Figure 1.

Images of experimental procedures. (A) Measurement of area and volume. Cells are aspirated with sufficient pressure to form a spherical portion outside the pipette and a cylindrical projection within the pipette. The outer diameter of the spherical part and the length of the projection are used to calculate area and volume from the given equations. (B) Membrane shear modulus is determined by measuring the length of the cell projection in the pipette as a function of small increases in pressure.
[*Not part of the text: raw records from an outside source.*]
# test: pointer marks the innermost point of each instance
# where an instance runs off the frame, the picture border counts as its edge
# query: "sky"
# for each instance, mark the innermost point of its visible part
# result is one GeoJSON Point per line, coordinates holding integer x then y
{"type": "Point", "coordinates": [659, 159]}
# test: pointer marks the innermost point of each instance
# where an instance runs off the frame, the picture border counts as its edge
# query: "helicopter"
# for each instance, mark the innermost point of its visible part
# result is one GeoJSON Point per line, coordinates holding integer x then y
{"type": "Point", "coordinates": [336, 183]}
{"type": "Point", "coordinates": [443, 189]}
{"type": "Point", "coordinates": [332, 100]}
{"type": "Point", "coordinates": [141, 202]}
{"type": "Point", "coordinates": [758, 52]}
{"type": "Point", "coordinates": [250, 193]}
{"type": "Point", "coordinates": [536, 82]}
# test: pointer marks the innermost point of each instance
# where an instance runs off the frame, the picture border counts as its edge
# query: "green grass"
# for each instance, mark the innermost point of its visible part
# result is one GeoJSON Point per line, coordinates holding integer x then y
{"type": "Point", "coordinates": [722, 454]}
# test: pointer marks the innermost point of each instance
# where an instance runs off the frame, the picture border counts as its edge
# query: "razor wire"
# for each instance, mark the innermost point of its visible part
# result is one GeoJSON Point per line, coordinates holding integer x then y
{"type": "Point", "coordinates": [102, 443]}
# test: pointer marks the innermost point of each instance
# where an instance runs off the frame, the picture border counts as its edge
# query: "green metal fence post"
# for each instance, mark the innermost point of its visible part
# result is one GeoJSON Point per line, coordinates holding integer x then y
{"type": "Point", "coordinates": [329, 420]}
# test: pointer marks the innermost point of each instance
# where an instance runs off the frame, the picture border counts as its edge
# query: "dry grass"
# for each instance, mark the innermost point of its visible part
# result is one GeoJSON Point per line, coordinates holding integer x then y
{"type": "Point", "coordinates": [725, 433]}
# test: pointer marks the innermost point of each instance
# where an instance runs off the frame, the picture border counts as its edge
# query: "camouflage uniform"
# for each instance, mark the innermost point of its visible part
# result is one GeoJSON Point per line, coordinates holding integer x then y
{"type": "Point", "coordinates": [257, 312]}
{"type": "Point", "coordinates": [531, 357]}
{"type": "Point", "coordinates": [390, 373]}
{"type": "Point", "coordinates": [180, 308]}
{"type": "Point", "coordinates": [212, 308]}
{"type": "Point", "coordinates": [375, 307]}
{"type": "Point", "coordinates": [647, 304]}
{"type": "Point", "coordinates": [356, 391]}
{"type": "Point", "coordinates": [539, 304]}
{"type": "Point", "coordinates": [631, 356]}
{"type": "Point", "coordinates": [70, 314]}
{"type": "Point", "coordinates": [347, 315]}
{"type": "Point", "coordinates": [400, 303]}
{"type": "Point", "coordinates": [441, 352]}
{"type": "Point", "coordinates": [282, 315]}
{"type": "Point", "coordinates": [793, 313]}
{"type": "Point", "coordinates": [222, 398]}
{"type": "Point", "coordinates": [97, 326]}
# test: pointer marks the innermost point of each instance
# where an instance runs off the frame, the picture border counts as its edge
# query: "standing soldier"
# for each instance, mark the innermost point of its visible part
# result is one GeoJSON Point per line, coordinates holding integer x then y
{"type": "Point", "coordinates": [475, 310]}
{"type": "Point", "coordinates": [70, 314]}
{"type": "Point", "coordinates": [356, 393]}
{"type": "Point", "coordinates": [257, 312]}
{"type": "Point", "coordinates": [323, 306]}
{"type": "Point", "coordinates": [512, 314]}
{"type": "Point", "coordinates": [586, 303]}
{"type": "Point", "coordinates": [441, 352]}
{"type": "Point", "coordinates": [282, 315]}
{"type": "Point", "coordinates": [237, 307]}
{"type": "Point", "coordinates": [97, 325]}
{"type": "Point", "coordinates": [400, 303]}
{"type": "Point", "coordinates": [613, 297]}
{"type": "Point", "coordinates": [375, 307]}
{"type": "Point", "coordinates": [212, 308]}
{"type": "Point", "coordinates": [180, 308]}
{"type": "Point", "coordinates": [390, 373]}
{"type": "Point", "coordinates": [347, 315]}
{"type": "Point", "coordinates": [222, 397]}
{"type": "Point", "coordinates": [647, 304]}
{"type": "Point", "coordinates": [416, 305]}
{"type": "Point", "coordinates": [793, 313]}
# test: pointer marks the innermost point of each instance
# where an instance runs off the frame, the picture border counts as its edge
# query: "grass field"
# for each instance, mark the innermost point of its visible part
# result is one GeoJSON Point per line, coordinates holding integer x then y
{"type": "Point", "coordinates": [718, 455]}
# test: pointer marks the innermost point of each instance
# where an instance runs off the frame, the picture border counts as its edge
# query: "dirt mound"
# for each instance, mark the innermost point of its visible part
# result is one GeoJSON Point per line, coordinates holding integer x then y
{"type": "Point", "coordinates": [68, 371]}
Cells with and without nuclei from an E15.5 sample are shown. (C) The stability of the bilayer skeletal interaction is measured by forming tethers from the cell surface. The cell is aspirated into the pipette and allowed to adhere to a target bead held at the tip of a microcantilever. The deflection of the cantilever from its rest position provides a measure of the tethering force. Changes in the aspiration pressure holding the cell in the pipette results in changes in the membrane tension. (A, B) Images obtained using a Nikon TE2000-E [436 nm monochromatic illumination, 100× 1.45 NA oil-immersion objective], Roper Quantem512SC digital camera, and Elements software (Nikon Instruments, Melville, NY); scale bar = 5 μm. (C) Images obtained with Olympus I×70 microscope [with 40 × 0.6 NA objective, 436 nm monochromatic illumination] and Hamamatsu C2400 CCD camera with background subtraction and brightness and contrast adjustments; scale bar =10 μm.)